Asked why he chose to run for House District 43, Langholtz replied: “To make a contribution. To try to lessen government’s involvement in people’s lives and to support the idea that people need to be more self-sufficient.”

Langholtz said welfare reform is an important issue to him, as is enacting policies that will help businesses grow. He currently runs his own law practice.

Sanborn, meanwhile, said she is most interested in working for improved schools, better access to affordable health care and “finding ways to build Maine’s next economy.” On the latter point, Sanborn believes she and her husband’s experience running Rising Tide Brewing – as well as the experiences of other small brewers in the state – offers an example of how Maine can diversify its economy and even bring back other types of manufacturing. Brewers in Portland and elsewhere have successfully capitalized on the exploding thirst for craft beer with Maine’s strong tourism and foodie culture.

“I think it helps to bring a perspective of optimism and opportunity,” Sanborn said of her experience in the brewing industry. “And that is the perspective that we have to have to get things done. We need to see that Maine has a bright future.”

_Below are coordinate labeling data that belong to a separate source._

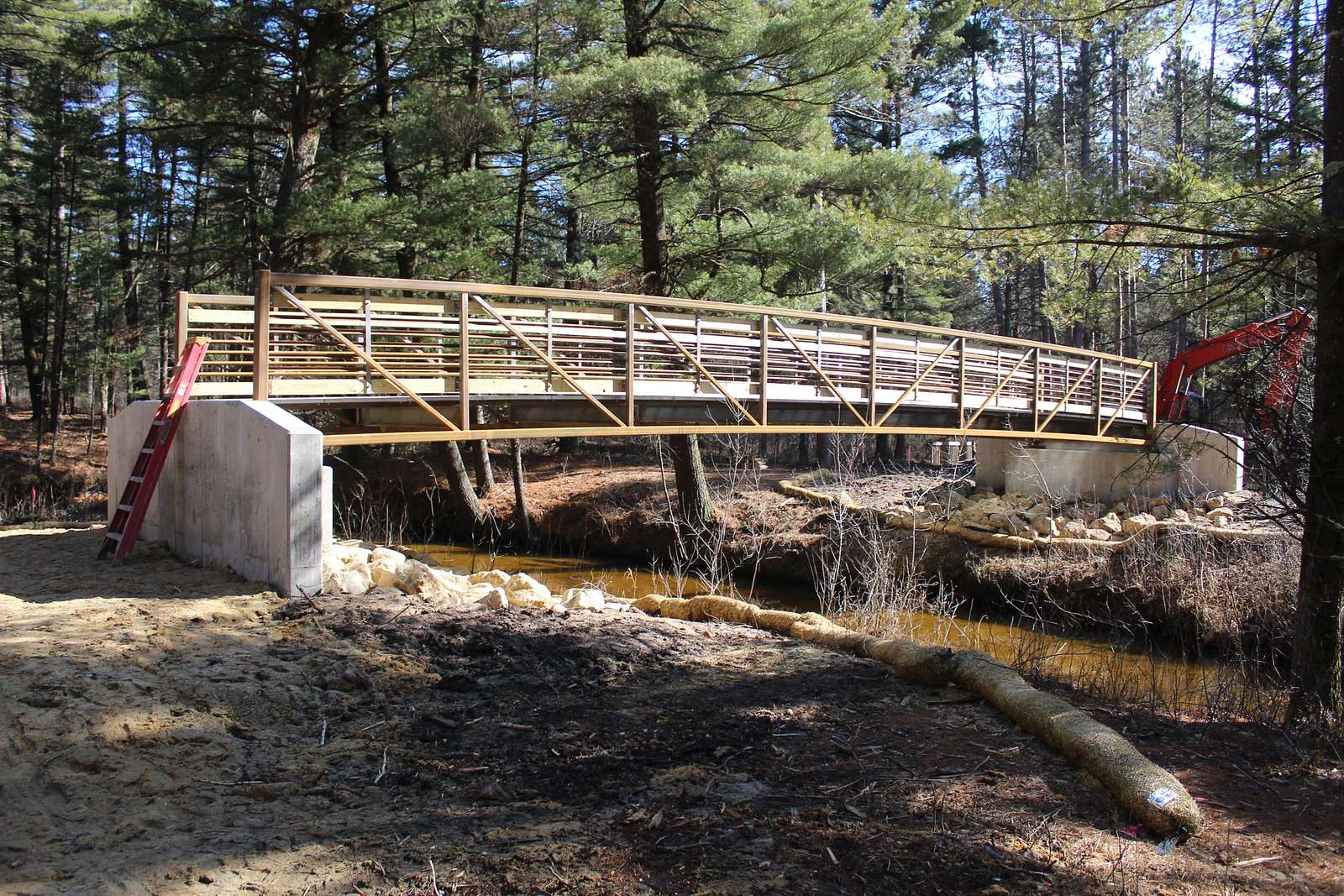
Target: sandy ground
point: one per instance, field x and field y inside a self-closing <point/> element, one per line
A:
<point x="167" y="728"/>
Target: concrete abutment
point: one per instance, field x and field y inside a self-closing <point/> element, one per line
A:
<point x="1183" y="459"/>
<point x="244" y="486"/>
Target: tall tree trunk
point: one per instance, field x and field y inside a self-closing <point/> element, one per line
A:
<point x="1085" y="90"/>
<point x="481" y="461"/>
<point x="645" y="137"/>
<point x="1294" y="83"/>
<point x="463" y="503"/>
<point x="692" y="490"/>
<point x="30" y="311"/>
<point x="1317" y="667"/>
<point x="125" y="261"/>
<point x="1209" y="89"/>
<point x="387" y="144"/>
<point x="521" y="512"/>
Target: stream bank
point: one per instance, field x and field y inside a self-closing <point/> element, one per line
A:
<point x="1180" y="593"/>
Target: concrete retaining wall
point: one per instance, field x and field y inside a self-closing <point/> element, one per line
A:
<point x="244" y="486"/>
<point x="1184" y="459"/>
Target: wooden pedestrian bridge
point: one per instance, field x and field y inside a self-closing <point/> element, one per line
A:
<point x="421" y="360"/>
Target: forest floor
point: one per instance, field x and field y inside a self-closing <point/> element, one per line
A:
<point x="67" y="485"/>
<point x="170" y="728"/>
<point x="1184" y="591"/>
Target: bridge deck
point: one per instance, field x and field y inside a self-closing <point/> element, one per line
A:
<point x="542" y="362"/>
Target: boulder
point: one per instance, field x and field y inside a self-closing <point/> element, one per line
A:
<point x="1109" y="523"/>
<point x="351" y="579"/>
<point x="1074" y="530"/>
<point x="496" y="578"/>
<point x="349" y="553"/>
<point x="383" y="564"/>
<point x="1137" y="523"/>
<point x="585" y="600"/>
<point x="526" y="591"/>
<point x="436" y="586"/>
<point x="494" y="598"/>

Sanborn is a publicly funded candidate under Maine’s Clean Elections Act, which limits private contributions and provides state matching funds to House candidates. Her most recent filings with the state showed Sanborn had roughly $600 still available as of Sept. 20 out of the initial $5,500 disbursement in Clean Elections funding.

Langholtz is running as a privately or traditionally financed candidate, although campaign finance filings with the state showed he did not have any contributions or expenditures as of Sept. 20.